2. The environment for language resource development

Based on the UD implementation [4], the group at ISSCO developed ELU in AllegroCommon Lisp under SUNOS4. The initial UD environment included the basic unification machinery, the continuation-based lexicon, the parser and the generator and it was extended with a transfer module and a new lexical component based on inheritance hierarchies [5]. As a unification-based system, ELU can be characterised as weakly typed, with negation (~val) and disjunction (val1/val2/.../valn) over the atomic constants and allowing for recursive and parametric relational abstractions [6], [7]. During 1993-1994, a bilateral cooperation between ISSCO and RACAI [8] succeeded in the ELU environment porting on Macintosh computers under MCL. This port preserving full compatibility with the SUN version, required rewriting large parts of the code for efficiency and portability purposes. The new code has been developed so that the same files should compile both under MCL on MAC OS and under AllegroCL on SUNOS.

As RACAI has largely used this environment for the development of the Romanian morphology and of a large lexicon (see Chapter 3) meant for the public domain, we have decided to make another port, this time using a public domain LISP. Our choice was CMU-LISP, running under SOLARIS, probably the best freeware implementation of Common-Lisp. The decision was supported not only by the efficiency of this CL implementation, but also by the API facilities offered by CMU-CL allowing almost null-cost future ports on other platforms (HP, SGI, Linux, etc.). Full access to X graphical functions which CMU-CL gives has been another very attractive feature of this environment (we plan to add a graphical interface and a feature-structure browser). This new port, which we named EGLU (Environnment Generique Linguistique d'Unification) maintains full compatibility with the initial ELU, but due to the conditional compilation special forms, its code, as it is, compiles and runs under MCL (MacOS), AllegroCL (SunOS) and CMU-CL (SOLARIS). It takes better advantage of the operating system (for instance a command not recognized by the interpreter is sent to an operating system shell and, if the return code is an error-code, then a complaint is addressed to the user). Building applications and patching have been optimised (with appropriate conditional compilation forms) for the CMU-CL. For instance, initially, a dumped application needed 21 Mb of hard disk. After filtering out the unnecessary code for the execution of EGLU applications, the hard disk requirement decreased to 6Mb. Beside the ISO-Latin1 character set existing in the initial ELU implementation, ISO-Latin2 (covering Romanian diacritics) was incorporated.

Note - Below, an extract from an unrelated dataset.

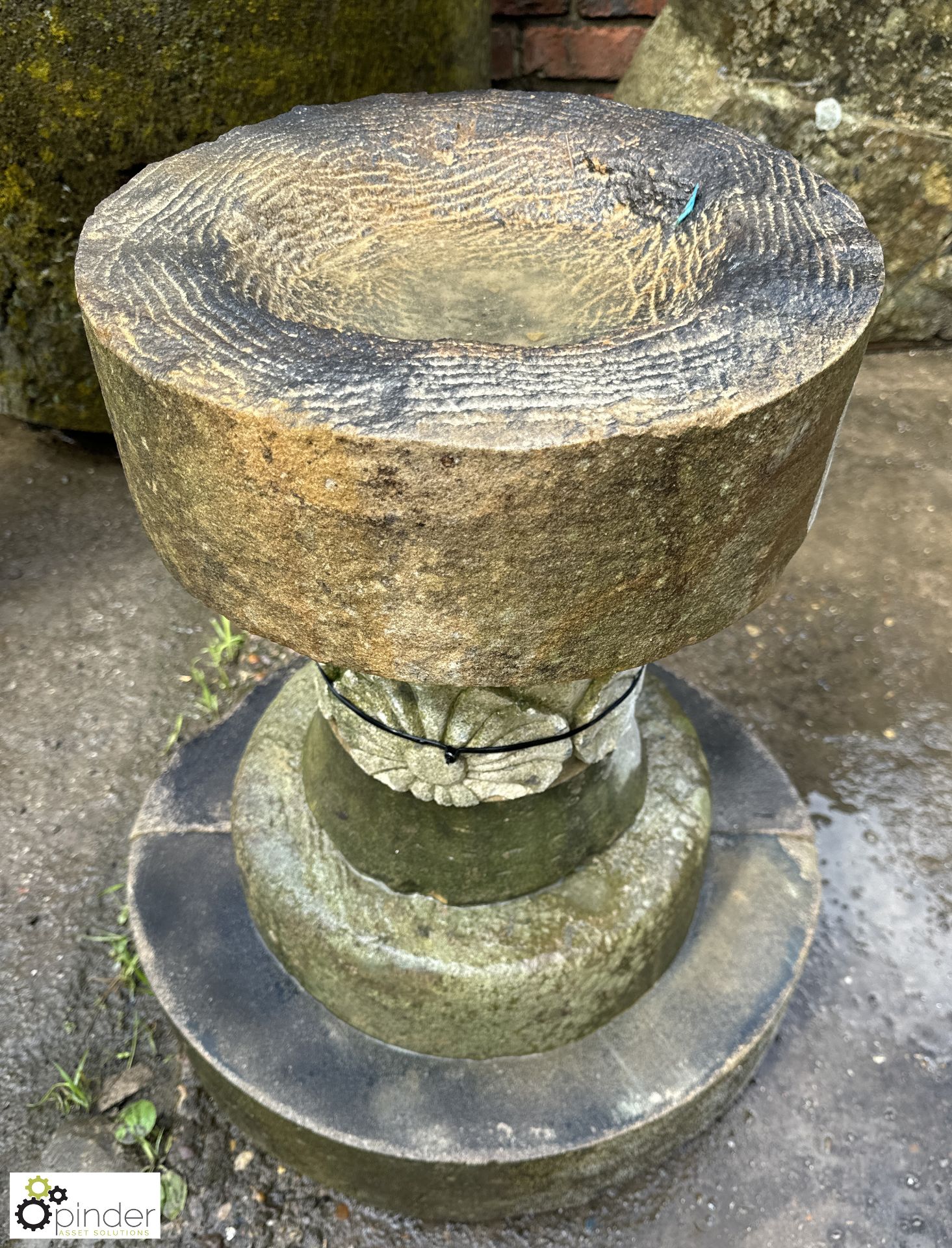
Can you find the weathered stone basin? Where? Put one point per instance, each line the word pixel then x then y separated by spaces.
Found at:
pixel 478 389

3. Encoding linguistic knowledge in EGLU

Several language resources have been developed within the framework of EGLU and embedded into applications ranging from toy reversible machine translation systems to wide coverage lexical processors. In the remaining of this paper we shall dwell on our encoding of Romanian morphology and of the associated lexicon. The description fully covers the inflectional morphology of the Romanian language and deals with the most productive lexical affixes. The lexicon contains almost 35,000 lemma entries, based on which, in accordance with morphological description, more than 1.5 million word-forms can be interpreted or generated1.

Although not discussed here, EGLU has been used for developing a comprehensive grammar of the noun phrase in Romanian. This implementation purposely avoided generalizations which would have committed it to a specific linguistic theory. Therefore, EGLU is rather a gloss over the most frequent NP structures, than an efficient description. However, being operational it can serve as a testbed for future HPSG-based encoding of a Romanian computational grammar.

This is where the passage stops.